After 13 years working for the Bucksport mill, a changing economy cost me my job, just as has happened to families across rural Maine. Putting in a hard day’s work allowed you to provide for your family and ensure access to medical care. Now that the mill has closed, I’ll be going back to school so I can continue providing for myself. While at school, I will be one of the thousands of Mainers receiving insurance through the health care marketplace, if Sen. Susan Collins will let me.

Collins holds a pivotal vote in the Senate with regard to protecting our health care. Her vote will determine whether I finish school. Her vote will decide how many people with pre-existing conditions die. Her vote will impact the cost of prescription drugs for seniors and access to doctors’ visits for kids. She will decide whether cancer patients die hitting lifetime caps and how many people will go bankrupt because of medical bills.

As union jobs continue to decrease and be replaced with poverty wage jobs without benefits, it is more crucial that our public health care programs cover every single American. What’s more, corporations’ keeping the extra money that used to cover our health care is a major contributor to wealth inequality today. If Collins votes for an Affordable Care Act repeal, it would be another major tax break for corporations.

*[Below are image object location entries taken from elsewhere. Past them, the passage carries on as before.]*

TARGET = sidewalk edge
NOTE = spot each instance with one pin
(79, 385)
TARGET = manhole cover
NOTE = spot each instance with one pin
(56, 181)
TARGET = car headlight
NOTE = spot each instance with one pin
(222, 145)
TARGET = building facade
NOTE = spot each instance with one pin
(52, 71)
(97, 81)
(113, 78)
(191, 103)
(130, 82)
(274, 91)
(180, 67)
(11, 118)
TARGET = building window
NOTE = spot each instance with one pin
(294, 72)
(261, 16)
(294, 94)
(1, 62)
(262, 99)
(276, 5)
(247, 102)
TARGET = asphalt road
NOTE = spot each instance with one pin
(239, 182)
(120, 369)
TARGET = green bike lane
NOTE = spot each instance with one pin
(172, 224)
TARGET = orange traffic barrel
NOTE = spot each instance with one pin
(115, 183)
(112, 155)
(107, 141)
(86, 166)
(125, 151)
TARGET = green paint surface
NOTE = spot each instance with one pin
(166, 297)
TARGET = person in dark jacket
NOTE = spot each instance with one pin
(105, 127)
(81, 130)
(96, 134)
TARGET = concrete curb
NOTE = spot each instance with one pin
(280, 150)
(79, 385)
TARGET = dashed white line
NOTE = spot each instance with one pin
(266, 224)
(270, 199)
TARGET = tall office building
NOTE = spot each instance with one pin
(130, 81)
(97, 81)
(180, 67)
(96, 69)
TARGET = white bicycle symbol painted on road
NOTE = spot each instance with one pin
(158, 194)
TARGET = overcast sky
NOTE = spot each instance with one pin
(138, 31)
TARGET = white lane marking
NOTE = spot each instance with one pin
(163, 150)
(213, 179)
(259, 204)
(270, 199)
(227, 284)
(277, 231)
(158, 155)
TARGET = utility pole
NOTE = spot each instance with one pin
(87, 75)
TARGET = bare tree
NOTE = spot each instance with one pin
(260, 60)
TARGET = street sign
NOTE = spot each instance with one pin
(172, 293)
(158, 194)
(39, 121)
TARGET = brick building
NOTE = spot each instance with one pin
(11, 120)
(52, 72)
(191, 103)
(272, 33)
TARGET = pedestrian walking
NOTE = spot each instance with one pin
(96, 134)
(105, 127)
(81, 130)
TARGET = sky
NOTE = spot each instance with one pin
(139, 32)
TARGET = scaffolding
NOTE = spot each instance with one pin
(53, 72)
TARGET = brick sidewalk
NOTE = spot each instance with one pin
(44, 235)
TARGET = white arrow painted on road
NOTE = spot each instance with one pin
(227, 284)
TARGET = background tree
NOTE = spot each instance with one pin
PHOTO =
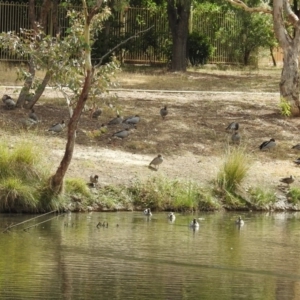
(283, 18)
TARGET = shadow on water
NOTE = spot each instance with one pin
(135, 256)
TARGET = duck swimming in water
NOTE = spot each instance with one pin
(194, 224)
(147, 212)
(239, 221)
(171, 216)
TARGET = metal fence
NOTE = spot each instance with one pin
(150, 48)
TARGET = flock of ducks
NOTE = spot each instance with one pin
(266, 145)
(193, 224)
(131, 122)
(95, 113)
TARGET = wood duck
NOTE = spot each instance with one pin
(164, 112)
(58, 127)
(157, 161)
(267, 145)
(147, 212)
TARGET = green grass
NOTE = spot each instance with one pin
(160, 193)
(23, 174)
(262, 197)
(234, 169)
(294, 195)
(77, 186)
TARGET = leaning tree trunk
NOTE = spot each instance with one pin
(56, 181)
(25, 91)
(178, 16)
(289, 81)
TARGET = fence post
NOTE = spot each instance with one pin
(191, 20)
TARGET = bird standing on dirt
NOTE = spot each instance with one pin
(297, 147)
(33, 116)
(8, 102)
(122, 133)
(171, 216)
(194, 224)
(58, 127)
(157, 161)
(235, 138)
(27, 123)
(297, 161)
(132, 120)
(94, 179)
(288, 180)
(97, 113)
(267, 145)
(233, 126)
(116, 121)
(164, 112)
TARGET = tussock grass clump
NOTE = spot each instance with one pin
(262, 197)
(234, 169)
(163, 194)
(114, 197)
(294, 195)
(22, 175)
(77, 186)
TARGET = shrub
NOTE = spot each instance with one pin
(294, 195)
(163, 194)
(199, 49)
(234, 169)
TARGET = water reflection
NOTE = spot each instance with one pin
(139, 257)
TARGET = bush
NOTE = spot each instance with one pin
(164, 194)
(199, 49)
(233, 170)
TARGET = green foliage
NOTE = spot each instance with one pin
(77, 186)
(234, 169)
(199, 49)
(22, 175)
(285, 107)
(261, 197)
(294, 195)
(114, 197)
(163, 194)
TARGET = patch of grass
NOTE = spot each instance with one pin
(77, 186)
(17, 196)
(114, 197)
(160, 193)
(294, 195)
(262, 197)
(234, 169)
(284, 107)
(23, 173)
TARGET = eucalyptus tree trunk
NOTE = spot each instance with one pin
(290, 80)
(178, 16)
(25, 91)
(57, 180)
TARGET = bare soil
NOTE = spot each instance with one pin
(192, 138)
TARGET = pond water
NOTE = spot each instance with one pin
(136, 257)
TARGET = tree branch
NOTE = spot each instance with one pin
(243, 5)
(120, 44)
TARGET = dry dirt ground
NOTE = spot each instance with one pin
(192, 138)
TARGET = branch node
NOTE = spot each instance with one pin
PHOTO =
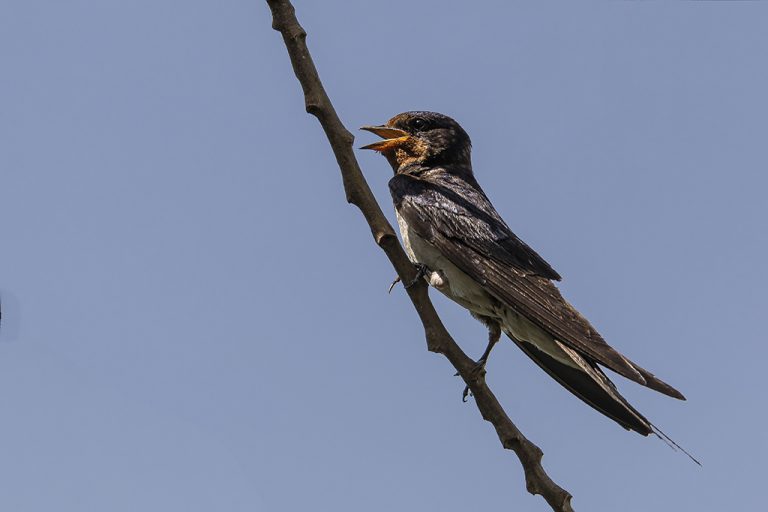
(359, 193)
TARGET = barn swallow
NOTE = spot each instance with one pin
(451, 230)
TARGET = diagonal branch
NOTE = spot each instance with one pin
(359, 193)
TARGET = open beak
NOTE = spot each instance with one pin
(393, 138)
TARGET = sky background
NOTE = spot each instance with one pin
(194, 319)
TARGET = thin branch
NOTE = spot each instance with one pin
(359, 193)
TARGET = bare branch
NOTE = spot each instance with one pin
(359, 193)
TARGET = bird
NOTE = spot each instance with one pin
(464, 249)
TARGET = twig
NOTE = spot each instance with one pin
(359, 193)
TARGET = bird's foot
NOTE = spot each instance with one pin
(477, 370)
(421, 272)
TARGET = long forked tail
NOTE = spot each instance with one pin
(586, 380)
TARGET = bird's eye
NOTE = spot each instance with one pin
(419, 123)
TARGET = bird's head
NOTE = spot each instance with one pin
(423, 138)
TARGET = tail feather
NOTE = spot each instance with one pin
(585, 380)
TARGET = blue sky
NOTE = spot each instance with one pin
(194, 319)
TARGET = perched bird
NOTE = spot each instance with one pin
(465, 250)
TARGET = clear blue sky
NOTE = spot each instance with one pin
(194, 319)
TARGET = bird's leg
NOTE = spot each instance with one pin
(421, 271)
(494, 334)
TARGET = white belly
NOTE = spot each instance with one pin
(461, 288)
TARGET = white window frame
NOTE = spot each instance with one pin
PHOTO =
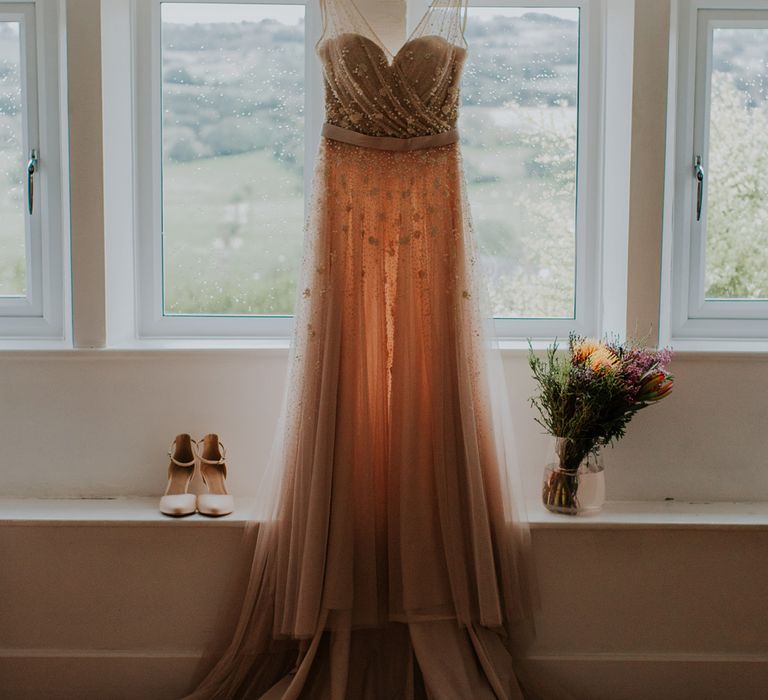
(132, 191)
(40, 314)
(688, 318)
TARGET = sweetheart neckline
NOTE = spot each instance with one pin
(380, 43)
(387, 53)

So I find it disturbing that Collins voted to move forward a piece of legislation that would leave Mainers with no safety net and no help.

Linda Murch

Bangor

Don’t throw seniors down the ‘doughnut hole’

I’m 74 years old, and like many seniors in the United States I benefit from the Affordable Care Act. Earlier this year, I was hospitalized for six days with a severe case of pneumonia. Despite having Medicare and not having insurance through the marketplace, as a Medicare recipient I reaped the benefits of a lesser known part of the law: the closing of the Medicare “doughnut hole,” which gives seniors like me a huge cut in our prescription drug costs.

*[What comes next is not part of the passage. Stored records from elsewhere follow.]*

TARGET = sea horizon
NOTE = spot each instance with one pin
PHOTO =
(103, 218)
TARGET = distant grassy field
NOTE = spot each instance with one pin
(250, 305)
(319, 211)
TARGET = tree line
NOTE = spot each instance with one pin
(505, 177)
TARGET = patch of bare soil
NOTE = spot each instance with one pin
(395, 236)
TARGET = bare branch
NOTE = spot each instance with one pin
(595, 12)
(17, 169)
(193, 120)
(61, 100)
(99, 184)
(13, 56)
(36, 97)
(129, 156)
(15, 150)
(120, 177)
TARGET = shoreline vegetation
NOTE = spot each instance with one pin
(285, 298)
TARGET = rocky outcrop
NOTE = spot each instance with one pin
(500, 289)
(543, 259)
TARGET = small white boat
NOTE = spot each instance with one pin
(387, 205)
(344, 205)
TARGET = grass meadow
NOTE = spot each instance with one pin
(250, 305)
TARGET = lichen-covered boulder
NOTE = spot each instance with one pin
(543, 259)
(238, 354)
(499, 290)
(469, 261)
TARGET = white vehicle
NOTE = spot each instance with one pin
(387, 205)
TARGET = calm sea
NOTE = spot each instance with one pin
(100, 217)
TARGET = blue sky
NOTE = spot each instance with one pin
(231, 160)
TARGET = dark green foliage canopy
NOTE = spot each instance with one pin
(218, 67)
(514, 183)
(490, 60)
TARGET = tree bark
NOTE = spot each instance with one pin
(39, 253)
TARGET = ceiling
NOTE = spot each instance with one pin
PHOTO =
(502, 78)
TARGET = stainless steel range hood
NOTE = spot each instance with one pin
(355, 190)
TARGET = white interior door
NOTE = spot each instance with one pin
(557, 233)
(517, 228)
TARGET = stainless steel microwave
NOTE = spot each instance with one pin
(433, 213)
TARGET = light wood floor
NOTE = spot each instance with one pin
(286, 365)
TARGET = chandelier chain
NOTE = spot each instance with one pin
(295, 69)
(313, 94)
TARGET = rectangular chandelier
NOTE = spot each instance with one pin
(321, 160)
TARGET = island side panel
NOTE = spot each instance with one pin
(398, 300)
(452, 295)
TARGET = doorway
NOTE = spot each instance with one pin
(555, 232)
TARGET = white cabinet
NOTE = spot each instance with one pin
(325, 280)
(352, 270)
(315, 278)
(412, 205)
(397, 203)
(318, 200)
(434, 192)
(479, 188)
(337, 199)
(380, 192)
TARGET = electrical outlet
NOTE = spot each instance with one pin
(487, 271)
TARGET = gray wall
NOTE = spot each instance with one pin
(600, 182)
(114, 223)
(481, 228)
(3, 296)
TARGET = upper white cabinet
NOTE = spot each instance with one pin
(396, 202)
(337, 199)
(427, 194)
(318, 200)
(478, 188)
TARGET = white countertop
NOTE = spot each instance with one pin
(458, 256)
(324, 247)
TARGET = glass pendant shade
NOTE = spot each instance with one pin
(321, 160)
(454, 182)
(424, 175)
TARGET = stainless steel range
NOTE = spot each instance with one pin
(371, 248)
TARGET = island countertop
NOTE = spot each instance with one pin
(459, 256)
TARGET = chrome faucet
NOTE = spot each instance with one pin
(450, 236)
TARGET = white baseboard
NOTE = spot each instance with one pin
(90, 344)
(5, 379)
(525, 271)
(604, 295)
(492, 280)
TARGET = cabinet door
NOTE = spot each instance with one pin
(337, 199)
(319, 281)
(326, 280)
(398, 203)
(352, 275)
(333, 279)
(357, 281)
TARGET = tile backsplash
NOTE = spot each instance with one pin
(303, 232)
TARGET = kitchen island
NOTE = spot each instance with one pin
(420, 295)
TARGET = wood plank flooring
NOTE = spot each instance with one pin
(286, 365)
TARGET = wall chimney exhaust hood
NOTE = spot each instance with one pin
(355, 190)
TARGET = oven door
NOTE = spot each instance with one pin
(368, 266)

I also am a retired nurse, and I practiced before the Affordable Care Act became law. I know all too well what health care was like before this provision. We frequently had seniors come into the emergency room who told us they had been prescribed medicine they were only taking at half-doses or taking them half the time because they couldn’t afford the refills.

This is medically dangerous, and it becomes expensive to the senior and our medical system, as Medicare winds up paying for the hospital visit resulting from this practice. I am terrified about the possibility that President-elect Donald Trump and Congress will reopen that doughnut hole.

Even more terrifying is the apparent complacency of Sen. Susan Collins in allowing that to happen. Collins supported a procedural vote that would allow for the repeal of the Affordable Care Act, leaving countless people like me to choose between bare necessities and the prescriptions that save our lives.